Woke this morning to the sound of birds and bells. Dorsoduro is wonderfully quiet - no traffic noise apart from the occasional motor launch down the San Trovaso Canal, and the only sounds footsteps, voices, birds and bells. The little boats often have a dog on board, sometimes a silent dignified figurehead and sometimes enjoying the watery echo of its barking.
Today we set off to explore Venice and see if we could decode the Vaporetti water bus system. We decided we'd buy weekly tickets on the basis that we will likely use the vaporetti every day. First one we caught terminated at San Marco, which was already a solid mass of people. Got a map showing the ferry routes, the caught one to Lido and then one back along the grand canal. A nice, relatively comfortable and economical way to get a tour of Venice. Had a nice salad for lunch - we are feeling a bit over-carbed, then got pleasantly lost getting back to the hotel as our known route was blocked off for bridge works.
Anne settled down for a siesta, while I headed out for a walk back over past San Marco through the dense crowds and on to the Arsenal, where many of the ships which transported the Fourth_Crusade on to devastate Constantinople were built. The first assembly line in history probably. What a different world it would be had the Venetians been less efficient in organizing and building that fleet.
Caught a vaporetti back, then wandered along by the waterfront, and watched a huge cruise ship carving its way through the bustling water traffic.
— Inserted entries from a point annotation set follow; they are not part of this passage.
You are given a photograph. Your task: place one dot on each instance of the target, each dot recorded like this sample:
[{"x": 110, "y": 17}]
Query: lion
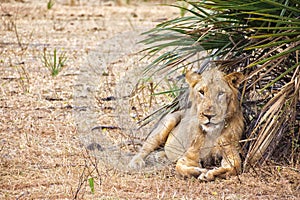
[{"x": 209, "y": 129}]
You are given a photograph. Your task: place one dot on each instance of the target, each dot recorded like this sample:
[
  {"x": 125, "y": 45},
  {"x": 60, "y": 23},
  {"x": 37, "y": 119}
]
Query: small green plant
[
  {"x": 54, "y": 62},
  {"x": 50, "y": 4}
]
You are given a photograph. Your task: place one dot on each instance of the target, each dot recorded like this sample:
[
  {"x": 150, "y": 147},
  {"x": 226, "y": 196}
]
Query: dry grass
[{"x": 41, "y": 156}]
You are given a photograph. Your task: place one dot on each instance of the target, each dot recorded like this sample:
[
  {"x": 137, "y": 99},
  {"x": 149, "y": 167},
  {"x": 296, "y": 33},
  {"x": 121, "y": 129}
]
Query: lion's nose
[{"x": 209, "y": 116}]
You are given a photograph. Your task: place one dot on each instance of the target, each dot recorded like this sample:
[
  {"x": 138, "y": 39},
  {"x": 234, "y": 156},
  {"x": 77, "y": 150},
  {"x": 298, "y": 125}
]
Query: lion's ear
[
  {"x": 192, "y": 78},
  {"x": 235, "y": 78}
]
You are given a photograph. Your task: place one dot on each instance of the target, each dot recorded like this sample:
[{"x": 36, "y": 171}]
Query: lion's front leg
[
  {"x": 230, "y": 165},
  {"x": 157, "y": 137},
  {"x": 189, "y": 164}
]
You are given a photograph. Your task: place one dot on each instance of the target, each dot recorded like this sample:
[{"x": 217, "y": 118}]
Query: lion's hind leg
[{"x": 156, "y": 138}]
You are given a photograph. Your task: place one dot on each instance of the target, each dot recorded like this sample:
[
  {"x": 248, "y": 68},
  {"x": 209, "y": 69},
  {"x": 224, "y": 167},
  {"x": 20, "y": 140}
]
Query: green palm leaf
[{"x": 260, "y": 38}]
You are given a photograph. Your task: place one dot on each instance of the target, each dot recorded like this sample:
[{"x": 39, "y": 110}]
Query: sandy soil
[{"x": 43, "y": 119}]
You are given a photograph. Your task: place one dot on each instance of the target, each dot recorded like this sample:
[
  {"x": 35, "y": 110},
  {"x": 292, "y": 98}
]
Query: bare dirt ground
[{"x": 42, "y": 155}]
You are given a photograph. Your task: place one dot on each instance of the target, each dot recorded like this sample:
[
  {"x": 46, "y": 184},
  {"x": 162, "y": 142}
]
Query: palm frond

So much of Venice seems still to be medieval scale, the sight of something so vast and modern seemed weirdly incongruous.
We shared a bottle of local wine up on the little terrace on the roof of the hotel with an American couple who are staying here. The warmth and light at the end of the day was very relaxing. Anne and the American lady compared knee ailments and we discussed cultural over-saturation - the too many Madonnas not another church syndrome and ways to approach it. Some of the artworks we've seen are so marvellous that you want to stop right there and not see another thing. This is what we're learning to do.
Headed off to yet another lovely dinner, followed by an icecream, and then getting creatively lost yet again. The upside of this episode of navigational embarrassment was the discovery of the closest thing we've seen to a supermarket in Italy. It was very entertaining. Supermarket culture seems like another modern invention which doesn't quite fit in Venice.
Tomorrow we want to get out and over to San Marco's before the crowds descend. We have a plan!